We use the provided dataset and perform preprocessing: lowercasing, whitespace & URL cleanup, and dropping empties. We also document tokenization choices (T5 tokenizer).


In [1]:

import pandas as pd, numpy as np, re
from sklearn.model_selection import train_test_split

DATA_PATH = "data/mental_health_training_expanded.csv"
df = pd.read_csv(DATA_PATH)

print("Columns:", list(df.columns))
df.head()


Columns: ['question', 'answer', 'pattern', 'tag']

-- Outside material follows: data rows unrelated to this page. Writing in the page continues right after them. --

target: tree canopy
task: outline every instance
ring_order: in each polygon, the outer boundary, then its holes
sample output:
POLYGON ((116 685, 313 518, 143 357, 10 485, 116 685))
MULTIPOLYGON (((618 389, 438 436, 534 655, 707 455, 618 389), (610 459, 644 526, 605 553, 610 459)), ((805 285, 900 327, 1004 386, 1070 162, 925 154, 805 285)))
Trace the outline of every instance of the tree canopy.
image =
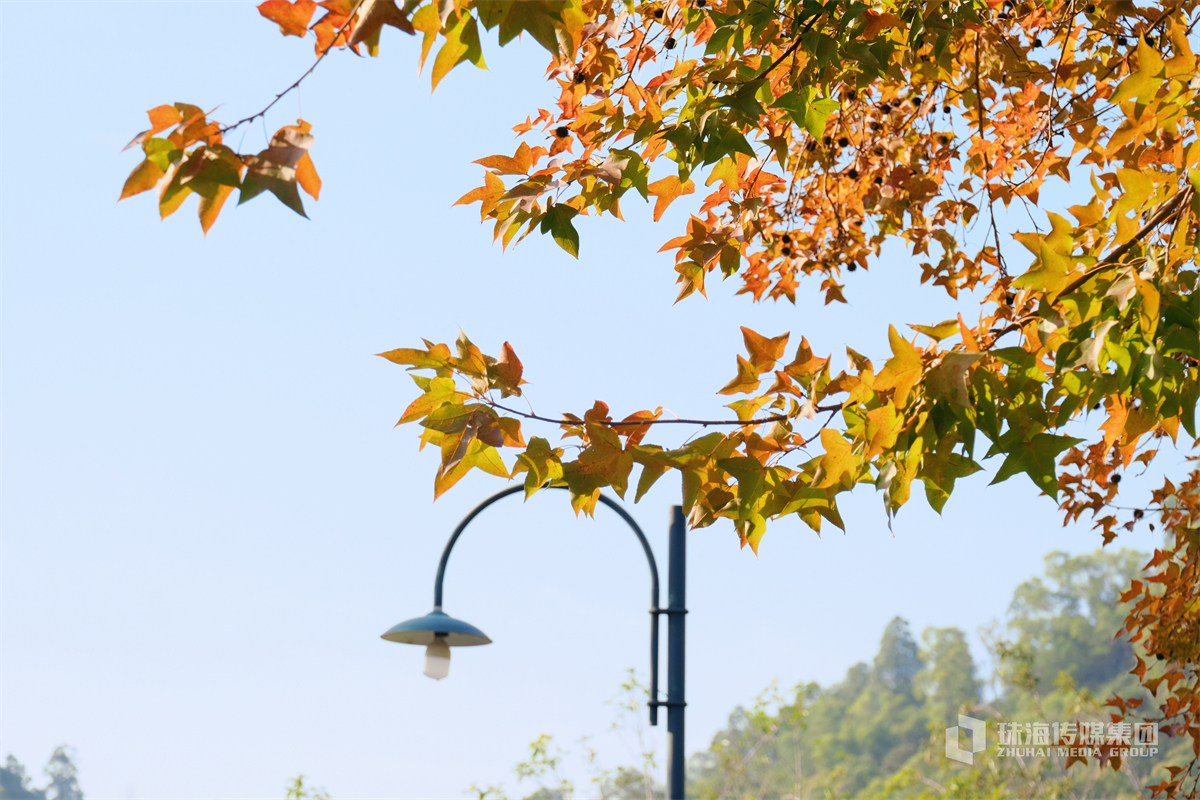
MULTIPOLYGON (((656 221, 700 192, 685 230, 663 245, 677 302, 718 275, 751 301, 815 292, 845 302, 847 273, 895 245, 913 254, 926 289, 977 301, 955 319, 897 318, 886 345, 848 343, 836 374, 802 335, 743 327, 746 354, 714 387, 737 399, 717 420, 668 418, 649 399, 631 413, 602 401, 561 417, 519 411, 508 400, 524 384, 514 348, 487 354, 465 333, 381 353, 413 373, 418 396, 400 421, 440 449, 435 496, 471 469, 524 473, 528 493, 566 485, 591 513, 602 488, 626 495, 636 465, 635 500, 678 473, 692 526, 729 519, 757 549, 768 520, 842 527, 838 499, 862 483, 881 493, 889 520, 915 482, 940 511, 960 478, 994 458, 993 482, 1025 476, 1066 521, 1094 518, 1105 543, 1151 515, 1141 524, 1163 526, 1167 543, 1122 595, 1126 628, 1153 656, 1138 675, 1166 730, 1195 744, 1197 760, 1156 791, 1197 792, 1200 473, 1171 476, 1148 502, 1117 503, 1126 470, 1196 436, 1196 0, 258 8, 285 36, 312 34, 312 68, 228 124, 186 103, 150 110, 122 198, 155 190, 165 217, 195 193, 205 231, 235 189, 239 204, 270 192, 304 214, 301 190, 316 199, 321 189, 313 126, 284 126, 257 154, 235 152, 226 134, 331 54, 407 45, 395 31, 385 43, 385 27, 420 34, 434 87, 464 62, 485 66, 485 36, 532 39, 549 56, 549 108, 514 110, 520 143, 478 159, 483 183, 459 200, 478 204, 502 246, 536 230, 578 256, 581 229, 598 224, 584 218, 622 218, 630 190, 653 199, 656 221), (1055 189, 1068 184, 1066 195, 1055 189), (1039 209, 1068 195, 1078 202, 1039 209), (1010 208, 1028 212, 1031 230, 1004 232, 997 217, 1010 208), (527 437, 530 423, 564 441, 527 437), (697 435, 655 444, 664 424, 697 435)), ((1115 698, 1116 711, 1130 702, 1115 698)))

Unnamed: 0,question,answer,pattern,tag
0,what if i feel lonely,"A lot of people are alone right now, but we do...",what if i feel lonely,fact-30
1,i'm so angry,Would writing a draft message (that you don’t ...,i'm so angry,anger
2,everyone is better than me,Let’s gently check the evidence for and agains...,everyone is better than me,worthless
3,i keep crying for no reason,Would talking through today help a little? I'm...,i keep crying for no reason,sad
4,nothing much,Oh I see. Do you want to talk about something?,nothing much,neutral-response


In [2]:
# --- Robust column selection + cleaning (refactor of your block) ---

import re
import pandas as pd

# 1) Pick columns robustly (uses common aliases)
INPUT_ALIASES  = ["question", "pattern", "text", "prompt", "input"]
TARGET_ALIASES = ["answer", "response", "target", "label", "tag", "output"]

def pick_col(df, aliases, fallback):
    cols_lower = {c.lower(): c for c in df.columns}
    for a in aliases:
        if a in cols_lower:
            return cols_lower[a]
    # try contains-based match (e.g., "user_question")
    for a in aliases:
        for c in df.columns:
            if a in c.lower():
                return c
    # fallback (will raise if missing)
    if fallback in df.columns:
        return fallback
    raise KeyError(
        f"None of {aliases} found in columns {list(df.columns)} and fallback '{fallback}' not present."
    )

input_col  = pick_col(df, INPUT_ALIASES,  "question")
target_col = pick_col(df, TARGET_ALIASES, "answer")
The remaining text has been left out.